Nevermind. Was stupid, found #237, got smarter.
For other people who stumbled with same issue, change your grammar config like this:
g[ü]ncellen?me {
fmt.Println("MATCH FOUND")
return
}
Then run re2go with --input-encoding utf8
flag:
re2go --input-encoding utf8 -u --flex-syntax -i input.re -o main.go
Right, for UTF-8 encoded source code, use --input-encoding utf8
.
For UTF-8 encoded input, use --utf8
/ re2c:encoding:utf8 = 1;
(you used -u
which is not UTF-8, but UTF-32, which means that your lexer is generated for UTF-32 encoded input). At some point re2c had only short options -u
, -8
and so on, but now it has less confusing aliases --utf32
, --utf8
, etc., as well as configurations for these options.
Flex syntax support is somewhat rudimentary in re2c, e.g. in this case it should have worked with güncellen?me
but the more recently added --input-encoding
option did not play well with --flex-support
(here in the source code re2c consumes one byte at a time, disregarding the possibility of multibyte characters). This is actually a bug, so I'm reopening this issue to fix it.
I'm glad that g[ü]ncellen?me
worked out. Alternatively you can just use re2c-native syntax "güncelle" "n"? "me"
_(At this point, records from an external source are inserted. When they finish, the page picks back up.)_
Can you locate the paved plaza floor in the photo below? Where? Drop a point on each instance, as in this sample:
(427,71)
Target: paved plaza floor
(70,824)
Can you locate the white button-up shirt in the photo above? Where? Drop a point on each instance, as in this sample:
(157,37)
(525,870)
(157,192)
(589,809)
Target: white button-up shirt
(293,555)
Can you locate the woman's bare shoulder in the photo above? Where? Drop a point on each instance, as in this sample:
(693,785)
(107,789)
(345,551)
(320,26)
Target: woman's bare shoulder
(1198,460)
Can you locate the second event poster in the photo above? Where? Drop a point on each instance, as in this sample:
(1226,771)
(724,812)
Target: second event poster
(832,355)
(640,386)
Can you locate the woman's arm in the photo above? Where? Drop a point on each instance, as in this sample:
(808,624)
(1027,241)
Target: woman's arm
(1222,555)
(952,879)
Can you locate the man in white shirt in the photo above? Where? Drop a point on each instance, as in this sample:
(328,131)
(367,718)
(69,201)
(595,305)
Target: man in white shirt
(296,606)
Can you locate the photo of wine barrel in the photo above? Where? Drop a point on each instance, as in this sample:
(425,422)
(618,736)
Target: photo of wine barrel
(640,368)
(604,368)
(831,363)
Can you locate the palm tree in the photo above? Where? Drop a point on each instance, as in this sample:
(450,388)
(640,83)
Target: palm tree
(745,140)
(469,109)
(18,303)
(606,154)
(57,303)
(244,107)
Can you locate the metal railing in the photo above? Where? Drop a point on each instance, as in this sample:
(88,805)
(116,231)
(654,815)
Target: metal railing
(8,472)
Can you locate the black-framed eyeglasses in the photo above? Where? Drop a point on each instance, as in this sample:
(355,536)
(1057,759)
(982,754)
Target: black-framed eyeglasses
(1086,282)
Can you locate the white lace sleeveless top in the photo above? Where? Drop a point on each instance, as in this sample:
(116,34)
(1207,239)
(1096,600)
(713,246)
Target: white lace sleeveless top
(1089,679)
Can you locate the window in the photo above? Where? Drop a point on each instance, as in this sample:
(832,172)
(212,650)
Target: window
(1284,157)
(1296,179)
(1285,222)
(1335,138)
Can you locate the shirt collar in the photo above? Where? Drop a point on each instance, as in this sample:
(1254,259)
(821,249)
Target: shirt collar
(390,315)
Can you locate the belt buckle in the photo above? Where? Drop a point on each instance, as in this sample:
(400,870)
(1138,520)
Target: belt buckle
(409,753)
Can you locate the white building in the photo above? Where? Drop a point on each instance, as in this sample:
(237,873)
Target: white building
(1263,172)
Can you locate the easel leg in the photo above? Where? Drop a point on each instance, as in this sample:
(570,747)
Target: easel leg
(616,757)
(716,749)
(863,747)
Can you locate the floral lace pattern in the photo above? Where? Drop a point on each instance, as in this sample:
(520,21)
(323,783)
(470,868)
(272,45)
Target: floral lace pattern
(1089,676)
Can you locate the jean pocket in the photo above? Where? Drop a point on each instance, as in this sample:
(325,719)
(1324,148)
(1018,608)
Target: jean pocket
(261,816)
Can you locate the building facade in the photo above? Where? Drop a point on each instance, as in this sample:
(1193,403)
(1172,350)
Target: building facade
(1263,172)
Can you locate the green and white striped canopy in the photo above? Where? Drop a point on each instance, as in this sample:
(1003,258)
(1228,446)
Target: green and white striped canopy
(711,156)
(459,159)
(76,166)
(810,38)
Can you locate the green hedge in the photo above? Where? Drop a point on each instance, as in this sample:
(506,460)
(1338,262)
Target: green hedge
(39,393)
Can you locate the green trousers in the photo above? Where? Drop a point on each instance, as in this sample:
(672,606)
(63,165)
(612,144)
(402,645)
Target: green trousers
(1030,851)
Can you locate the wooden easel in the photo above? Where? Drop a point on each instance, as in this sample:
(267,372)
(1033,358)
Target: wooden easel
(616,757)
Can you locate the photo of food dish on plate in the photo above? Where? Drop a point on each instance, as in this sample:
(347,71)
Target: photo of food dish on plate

which is fully supported, and avoid any further potential issues with flex-like syntax.
@RadhiFadlillah Also not that for cur < len(str)
is not a correct way of handling the end of input, you can replace it with just for
. It is the sentinel rule [\000] { return }
that stops the lexer. More info here: http://re2c.org/manual/manual_go.html#handling-the-end-of-input.
Here's a fix: cbd52e0, it will be merged into master once it passes all the CI checks.
I'll close this bug, please reopen if you have any further issues.